Running multi-class logistic regression with TF-IDF text-vectorization will allow us to highlight the most important words for each rating value.

In [26]:
vectorizer = TfidfVectorizer(stop_words='english', max_features = 5000)
X = vectorizer.fit_transform(X_text)

In [27]:
log_reg = LogisticRegression(max_iter = 2000, multi_class='multinomial', solver = 'lbfgs')
kf = KFold(n_splits=5, shuffle = True, random_state=42)
scores = cross_val_score(log_reg, X, y, cv=kf, scoring = 'accuracy')

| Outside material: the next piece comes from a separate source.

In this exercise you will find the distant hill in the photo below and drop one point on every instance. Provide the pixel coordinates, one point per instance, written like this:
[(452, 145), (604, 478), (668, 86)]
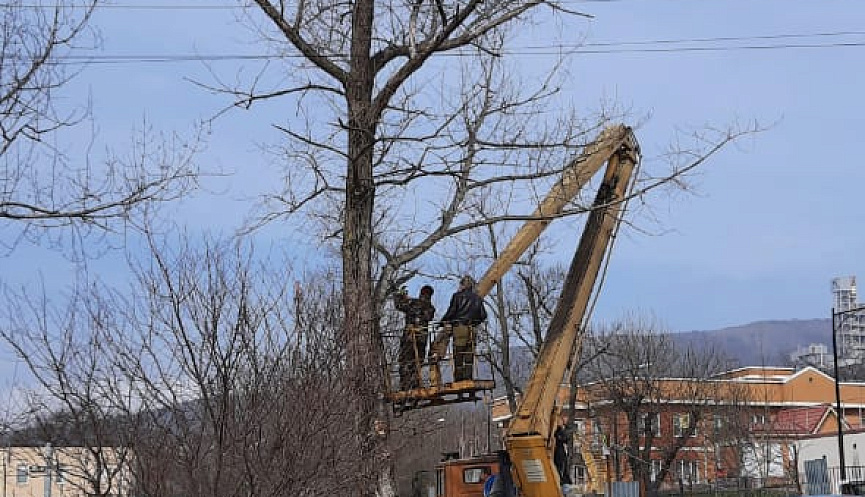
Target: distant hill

print("K-Fold Accuracy Scores:", scores)
print("Mean Accuracy:", scores.mean())

log_reg.fit(X, y)




K-Fold Accuracy Scores: [0.95221843 0.94197952 0.94863014 0.95205479 0.96917808]
Mean Accuracy: 0.9528121931834121




In [28]:
feature_names = vectorizer.get_feature_names_out()
coefs = log_reg.coef_

class_idx = np.where(log_reg.classes_ == 5)[0][0]
coef_class = log_reg.coef_[class_idx]

top_pos_idx = np.argsort(coef_class)[-20:]
top_neg_idx = np.argsort(coef_class)[:20]

print("\nTop words that predict 5-star reviews:")
for i in reversed(top_pos_idx):
    print(f"{feature_names[i]} : {coef_class[i]:.3f}")

print("\nTop words that predict against 5-star reviews (lean towards lower ratings):")
for i in top_neg_idx:
    print(f"{feature_names[i]} : {coef_class[i]:.3f}")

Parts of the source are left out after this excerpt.